Biggers mentioned that hanging out within the Newreal workplace was an expertise that formed his profession as a writer. With out that have, he would have by no means had the abilities essential to launch the Weekly in 1984.

“The Newsreal workplace was a locus for writers, artists, photographers, activists, and an countless stream of out-of-town guests that regularly blew my thoughts, together with individuals like legendary satirist Paul Krassner and the notorious Yippie Aron Kay, famend because the Pie Man for his excessive profile “pie-ings” of well-known literary and political figures,” Biggers mentioned. “I first met Edward Abbey there when he dropped by looking for a again situation and invited us to interview him at his fireplace lookout on Aztec Peak. An incessant conversationalist with a raspy Brooklyn accent and cigarette in hand, Rosen would maintain court docket with no matter solid of characters confirmed up—and as a 19-year-old I might merely marvel that I used to be within the midst of all of it.”

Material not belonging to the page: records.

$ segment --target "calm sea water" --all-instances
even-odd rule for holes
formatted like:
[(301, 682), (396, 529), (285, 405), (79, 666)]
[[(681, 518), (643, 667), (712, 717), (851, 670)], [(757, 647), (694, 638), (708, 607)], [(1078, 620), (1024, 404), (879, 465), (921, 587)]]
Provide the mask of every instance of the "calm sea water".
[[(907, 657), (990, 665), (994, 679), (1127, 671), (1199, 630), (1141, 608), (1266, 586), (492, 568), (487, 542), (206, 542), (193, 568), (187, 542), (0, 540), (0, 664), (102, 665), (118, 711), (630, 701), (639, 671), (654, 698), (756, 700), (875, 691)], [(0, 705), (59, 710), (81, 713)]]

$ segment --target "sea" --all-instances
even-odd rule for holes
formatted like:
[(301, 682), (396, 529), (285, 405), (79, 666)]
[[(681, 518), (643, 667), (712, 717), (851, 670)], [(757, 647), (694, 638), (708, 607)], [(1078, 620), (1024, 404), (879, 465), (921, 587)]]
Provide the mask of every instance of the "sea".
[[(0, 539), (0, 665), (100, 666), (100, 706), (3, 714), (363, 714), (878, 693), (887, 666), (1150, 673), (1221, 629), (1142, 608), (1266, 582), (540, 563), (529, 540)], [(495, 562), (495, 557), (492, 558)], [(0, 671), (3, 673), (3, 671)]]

Chris Wagganer, a musician and videographer whose footage of the Tucson music scene within the Eighties was lately featured within the movie “A Story of Two Homes,” remembers studying about native music in Newsreal and listening to it on “Virgin Vinyl.”

“I nonetheless have a few of the cassette tapes with parts of his present which I taped off the air on my increase field,” mentioned Wagganer, who now works in Hollywood. “He was a sort and delicate soul and an enormous supporter of native bands and musicians. He was actually right down to earth— the type of man you possibly can simply chill and have a beer with on the bar at Ninos. He by no means went in for any of that loud, flashy stuff that many radio ‘personalities’ appeared to suppose was obligatory. All through his lengthy profession as a radio DJ he helped many new artists break by way of and lots of owe him an enormous debt of gratitude.  As I perceive it, he was simply placing the ending touches on his memoir, and I hope to see that sometime quickly.”